Most HRO providers are fairly evenly spread out across Mexico and Central and South America. Kenexa, which was acquired a year ago by IBM, has centers in Buenos Aires and Costa Rica, while SafeGuard World International and ManpowerGroup Solutions both have centers in Mexico, and KellyOCG has centers in Mexico and Colombia.

MSH has set up a RPO model in 27 markets across the entire Latin America region, but it does not have offices in all of these countries; instead it operates from the key locations of Medellin, Sao Paulo and Mexico City (with other offices in Asia and North America), while working with recruiters on the ground or sending consultants to the direct locations. “Virtual deployment” is a key means of lowering costs as it only incurs placement fees instead of the fixed costs of having an office in every site, Gaitan says. This model has enabled MSH to form a network across the region and establish a presence in almost every country in Latin America.
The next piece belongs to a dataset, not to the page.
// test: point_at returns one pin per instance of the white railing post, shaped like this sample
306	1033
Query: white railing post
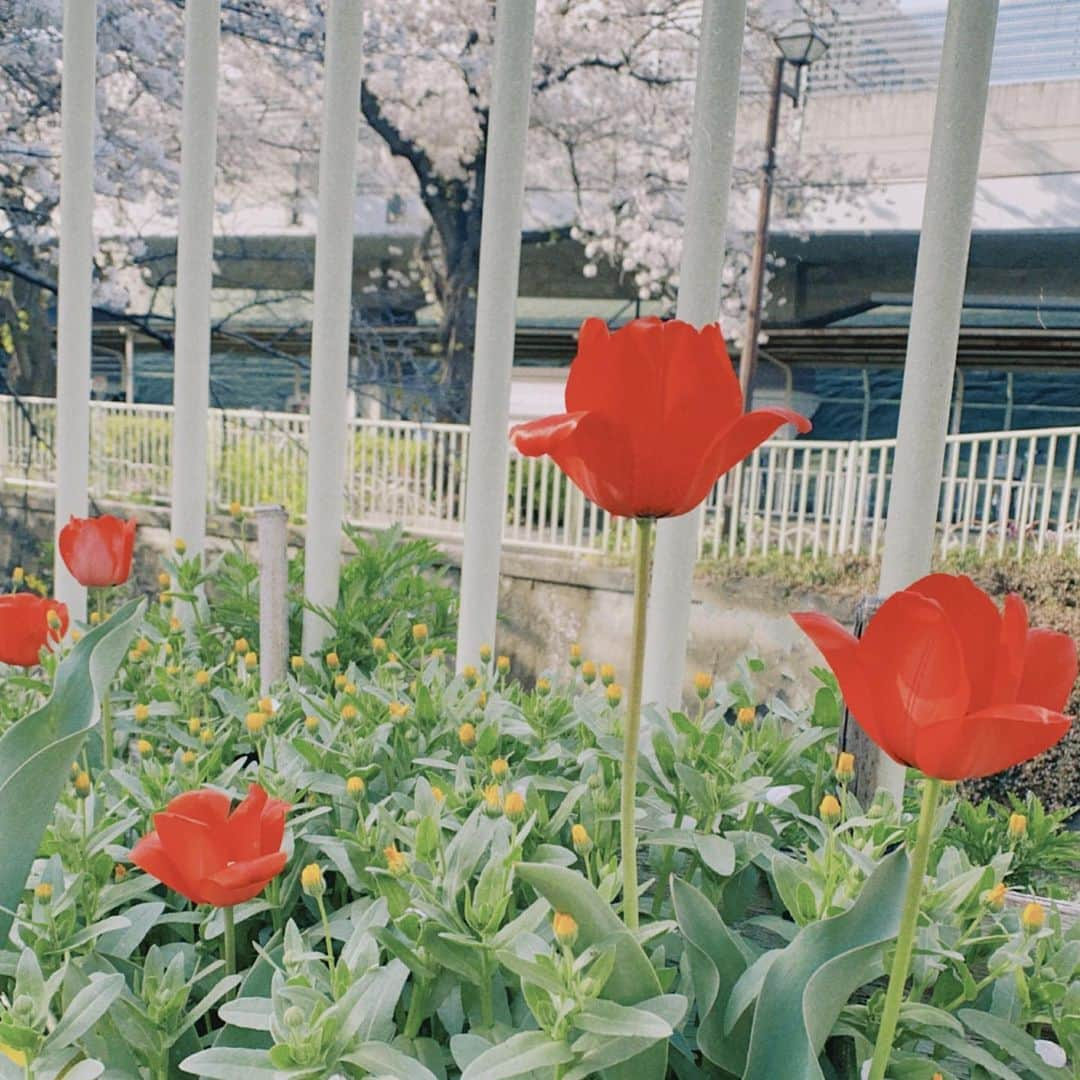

Sign up for our Nearshore Americas newsletter:

MSH’s clients in Latin America include the likes of Stanley Black & Decker, Burger King and Open English. “Now that we have these clients, they are asking that we offer them other services like distribution centers, administrative staffing and temporary labor,” Gaitan says “We are there to play the plug-and-play outsourcing model.  They have economies of scale and you can only get that in the RPO model.”

Andean Demand

Latin America is no longer just a provider of HRO services; it is also increasingly demanding such services. Colombia and Peru are the most aggressive markets in terms of demand for top talent, Gaitan says, while Brazil and Mexico already have incredible talent in their businesses, with in-house teams and processes established long ago. However, a number of up-and-coming countries, particularly those in Central America and the Andean region, are beginning to demand these services, Gaitan adds. He also notes that the use of modern job boards, such as LinkedIn, in RPO is currently most prevalent in larger markets, such as Mexico and, to a lesser extent, Colombia.